On 2023-06-29 19:35:30 +1200, Thomas Munro wrote:

I (re)discovered why I used the lock-then-pin approach. In the
comments I mentioned InvalidBuffer(), but the main problem is in its
caller GetVictimBuffer() which has various sanity checks about
reference counts that can occasionally fail if you have code randomly
pinning any old buffer.

You're right. Specifically non-valid buffers are the issue.

New idea: use the standard PinBuffer() function, but add a mode that
doesn't pin invalid buffers (with caveat that you can perhaps get a
false negative due to unlocked read, but never a false positive; see
commit message). Otherwise we'd have to duplicate all the same logic
to use cmpxchg for ReadRecentBuffer(), or rethink the assumptions in
that other code.

It might be worth using lock free code in more places before long, but I agree
with the solution here.

As for the lack of usage bump in the back-branches, I think the
options are: teach PinBuffer_Locked() to increment it optionally, or
back-patch whatever we come up with for this.

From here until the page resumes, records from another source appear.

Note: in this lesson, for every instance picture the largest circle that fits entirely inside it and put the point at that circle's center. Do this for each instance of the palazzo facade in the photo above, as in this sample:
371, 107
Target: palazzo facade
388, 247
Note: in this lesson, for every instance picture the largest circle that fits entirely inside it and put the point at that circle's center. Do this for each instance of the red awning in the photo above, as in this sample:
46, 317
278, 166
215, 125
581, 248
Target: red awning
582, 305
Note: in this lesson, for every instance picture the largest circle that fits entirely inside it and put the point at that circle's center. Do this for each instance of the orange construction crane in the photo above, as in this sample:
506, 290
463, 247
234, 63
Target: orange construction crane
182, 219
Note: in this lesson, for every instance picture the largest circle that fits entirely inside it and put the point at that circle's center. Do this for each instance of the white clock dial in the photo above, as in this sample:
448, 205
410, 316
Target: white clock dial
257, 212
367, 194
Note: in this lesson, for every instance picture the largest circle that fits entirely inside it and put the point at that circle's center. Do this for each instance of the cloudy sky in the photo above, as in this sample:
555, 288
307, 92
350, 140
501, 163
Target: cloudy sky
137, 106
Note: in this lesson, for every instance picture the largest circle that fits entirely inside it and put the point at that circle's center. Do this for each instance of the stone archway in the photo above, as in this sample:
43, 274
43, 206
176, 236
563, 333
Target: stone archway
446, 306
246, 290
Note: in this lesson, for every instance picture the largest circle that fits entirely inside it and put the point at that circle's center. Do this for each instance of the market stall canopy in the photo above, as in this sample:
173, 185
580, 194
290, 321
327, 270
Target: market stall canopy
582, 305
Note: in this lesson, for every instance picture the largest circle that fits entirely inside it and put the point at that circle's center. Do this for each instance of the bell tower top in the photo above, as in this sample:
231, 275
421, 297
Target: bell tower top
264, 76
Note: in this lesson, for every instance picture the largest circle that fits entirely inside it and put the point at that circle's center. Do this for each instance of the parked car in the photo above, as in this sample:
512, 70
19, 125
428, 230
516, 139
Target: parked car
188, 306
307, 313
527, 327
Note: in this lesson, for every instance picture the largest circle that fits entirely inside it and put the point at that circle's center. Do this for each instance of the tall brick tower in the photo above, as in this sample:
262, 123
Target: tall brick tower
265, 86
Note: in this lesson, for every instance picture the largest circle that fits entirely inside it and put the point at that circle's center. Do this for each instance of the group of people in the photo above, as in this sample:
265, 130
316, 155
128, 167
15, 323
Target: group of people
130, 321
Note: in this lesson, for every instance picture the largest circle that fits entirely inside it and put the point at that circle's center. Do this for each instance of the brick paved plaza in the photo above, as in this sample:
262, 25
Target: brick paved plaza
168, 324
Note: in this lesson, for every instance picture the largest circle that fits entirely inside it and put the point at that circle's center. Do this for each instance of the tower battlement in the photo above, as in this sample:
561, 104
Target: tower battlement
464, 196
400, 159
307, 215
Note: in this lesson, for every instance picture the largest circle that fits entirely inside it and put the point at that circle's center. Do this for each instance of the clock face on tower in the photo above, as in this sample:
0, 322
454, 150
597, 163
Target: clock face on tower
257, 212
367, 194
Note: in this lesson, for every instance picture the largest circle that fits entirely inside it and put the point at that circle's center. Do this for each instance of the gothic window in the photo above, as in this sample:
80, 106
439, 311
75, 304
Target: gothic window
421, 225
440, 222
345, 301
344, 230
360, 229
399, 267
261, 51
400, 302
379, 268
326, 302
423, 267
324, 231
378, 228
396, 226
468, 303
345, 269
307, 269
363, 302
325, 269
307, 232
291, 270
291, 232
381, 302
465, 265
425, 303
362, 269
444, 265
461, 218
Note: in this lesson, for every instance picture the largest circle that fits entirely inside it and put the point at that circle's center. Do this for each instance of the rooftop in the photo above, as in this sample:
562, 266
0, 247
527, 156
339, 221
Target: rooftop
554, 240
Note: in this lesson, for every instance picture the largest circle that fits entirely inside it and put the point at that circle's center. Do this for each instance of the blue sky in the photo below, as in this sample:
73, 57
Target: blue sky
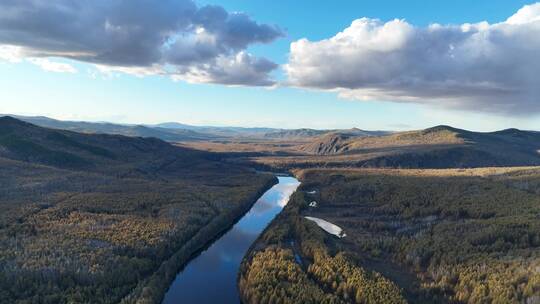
89, 95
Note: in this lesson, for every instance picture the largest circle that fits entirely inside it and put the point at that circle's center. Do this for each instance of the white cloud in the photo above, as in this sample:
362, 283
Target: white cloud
10, 53
480, 67
137, 37
52, 66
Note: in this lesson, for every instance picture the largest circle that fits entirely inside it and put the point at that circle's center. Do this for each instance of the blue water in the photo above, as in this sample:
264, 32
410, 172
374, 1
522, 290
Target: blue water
211, 277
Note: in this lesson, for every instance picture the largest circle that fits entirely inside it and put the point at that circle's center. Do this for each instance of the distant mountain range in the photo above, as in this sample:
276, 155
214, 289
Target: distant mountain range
437, 147
178, 132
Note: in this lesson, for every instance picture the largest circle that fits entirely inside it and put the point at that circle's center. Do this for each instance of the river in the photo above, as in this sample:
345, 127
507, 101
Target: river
211, 276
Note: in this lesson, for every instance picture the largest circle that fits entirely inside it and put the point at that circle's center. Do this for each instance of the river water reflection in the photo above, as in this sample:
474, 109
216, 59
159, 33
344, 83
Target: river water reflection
211, 277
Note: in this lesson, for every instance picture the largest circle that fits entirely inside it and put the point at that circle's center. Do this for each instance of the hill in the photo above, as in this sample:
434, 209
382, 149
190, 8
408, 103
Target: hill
437, 147
168, 134
95, 218
411, 236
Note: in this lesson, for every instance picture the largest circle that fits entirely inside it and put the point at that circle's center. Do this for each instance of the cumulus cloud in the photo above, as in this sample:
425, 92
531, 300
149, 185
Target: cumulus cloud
52, 66
481, 66
174, 37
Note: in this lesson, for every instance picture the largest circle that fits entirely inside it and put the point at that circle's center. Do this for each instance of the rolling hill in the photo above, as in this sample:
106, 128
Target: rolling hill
437, 147
96, 218
167, 134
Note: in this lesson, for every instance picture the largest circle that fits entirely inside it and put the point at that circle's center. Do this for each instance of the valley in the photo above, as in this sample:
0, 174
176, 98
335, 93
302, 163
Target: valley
440, 215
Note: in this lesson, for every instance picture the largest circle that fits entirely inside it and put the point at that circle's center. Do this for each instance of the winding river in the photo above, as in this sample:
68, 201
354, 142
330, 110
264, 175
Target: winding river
211, 276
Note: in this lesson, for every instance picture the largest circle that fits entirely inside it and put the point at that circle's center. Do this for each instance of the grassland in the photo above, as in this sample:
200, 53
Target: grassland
421, 236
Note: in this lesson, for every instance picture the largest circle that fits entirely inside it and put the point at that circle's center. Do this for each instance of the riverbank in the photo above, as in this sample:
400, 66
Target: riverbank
152, 289
421, 236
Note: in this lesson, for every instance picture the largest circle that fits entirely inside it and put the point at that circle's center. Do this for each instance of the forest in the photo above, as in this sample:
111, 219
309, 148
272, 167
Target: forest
418, 236
116, 223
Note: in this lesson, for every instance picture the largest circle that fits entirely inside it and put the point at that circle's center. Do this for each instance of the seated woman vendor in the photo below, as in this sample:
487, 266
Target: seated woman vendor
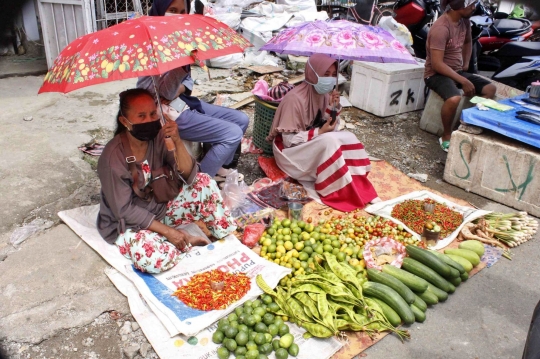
144, 228
332, 165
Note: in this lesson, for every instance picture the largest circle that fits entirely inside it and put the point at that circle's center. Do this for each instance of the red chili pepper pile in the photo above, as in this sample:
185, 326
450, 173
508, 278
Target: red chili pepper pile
198, 294
411, 212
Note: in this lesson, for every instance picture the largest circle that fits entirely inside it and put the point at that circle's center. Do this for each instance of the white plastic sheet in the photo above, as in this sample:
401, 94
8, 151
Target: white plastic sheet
227, 254
384, 209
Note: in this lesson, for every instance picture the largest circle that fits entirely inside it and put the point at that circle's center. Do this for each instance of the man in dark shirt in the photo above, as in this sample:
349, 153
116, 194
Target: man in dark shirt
449, 47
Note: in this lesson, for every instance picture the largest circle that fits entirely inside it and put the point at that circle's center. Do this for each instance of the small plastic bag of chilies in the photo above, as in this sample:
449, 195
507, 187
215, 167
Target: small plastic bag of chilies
234, 193
252, 234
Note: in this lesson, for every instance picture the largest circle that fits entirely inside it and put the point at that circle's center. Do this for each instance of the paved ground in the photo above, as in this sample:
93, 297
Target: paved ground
56, 302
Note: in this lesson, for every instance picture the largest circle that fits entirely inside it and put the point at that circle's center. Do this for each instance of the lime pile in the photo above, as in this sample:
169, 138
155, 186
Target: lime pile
251, 332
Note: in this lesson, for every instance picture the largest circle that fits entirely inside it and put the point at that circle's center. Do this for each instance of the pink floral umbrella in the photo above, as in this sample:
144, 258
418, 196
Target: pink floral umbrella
340, 39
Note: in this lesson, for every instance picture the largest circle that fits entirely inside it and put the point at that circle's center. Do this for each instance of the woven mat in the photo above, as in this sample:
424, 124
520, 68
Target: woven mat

Hm, or just leave it as is.

For the root buffer optimisation, the obvious place for storage seems
to be under rd_amcache. It was originally invented for the cached
metapage (commit d2896a9ed14) but could accommodate a new struct
holding whatever we want. Here is a patch to try that out.
BTAMCacheData would also be a natural place to put future things
including a copy of the root page itself, in later work on lock-free
tricks.

I am wondering if we don't want something more generic than stashing this in
rd_amcache. Don't want to end up duplicating relevant code across the uses of
rd_amcache in every AM.

@@ -663,38 +663,17 @@ ReadRecentBuffer(RelFileLocator rlocator, ForkNumber forkNum, BlockNumber blockN
else
{
bufHdr = GetBufferDescriptor(recent_buffer - 1);
-		have_private_ref = GetPrivateRefCount(recent_buffer) > 0;
-		/*
-		 * Do we already have this buffer pinned with a private reference?  If
-		 * so, it must be valid and it is safe to check the tag without
-		 * locking.  If not, we have to lock the header first and then check.
-		 */
-		if (have_private_ref)
-			buf_state = pg_atomic_read_u32(&bufHdr->state);
-		else
-			buf_state = LockBufHdr(bufHdr);
-
-		if ((buf_state & BM_VALID) && BufferTagsEqual(&tag, &bufHdr->tag))
+		/* Is it still valid and holding the right tag? */
+		if (PinBuffer(bufHdr, NULL, true))

I do wonder if we should have an unlocked pre-check for a) the buffer being
valid and b) BufferTagsEqual() matching. With such a pre-check the race for
increasing the usage count of the wrong buffer is quite small, without the
pre-check it doesn't seem that small anymore.

Greetings,

Andres Freund

#19Thomas Munro
thomas.munro@gmail.com
In reply to: Andres Freund (#18)
2 attachment(s)
Re: ReadRecentBuffer() doesn't scale well

On Fri, Jun 30, 2023 at 3:39 AM Andres Freund <andres@anarazel.de> wrote:

I am wondering if we don't want something more generic than stashing this in
rd_amcache. Don't want to end up duplicating relevant code across the uses of
rd_amcache in every AM.

I suppose we could try to track hot pages automatically. Ants Aasma
mentioned that he was working on a tiny SIMD-based LRU that could be
useful for something like that, without being too slow. Just for
fun/experimentation, here's a simple attempt to use a very stupid
stand-in LRU to cache the most recent 8 lookups for each fork of each
relation. Obviously that will miss every time for many workloads so
it'd have to be pretty close to free and this code probably isn't good
enough, but perhaps Ants knows how to sprinkle the right magic fairy
dust on it. It should automatically discover things like root pages,
the heap target block during repeat inserts etc, and visibility map
pages would stick around, and perhaps a few more pages of btrees that
have a very hot key range (but not pgbench).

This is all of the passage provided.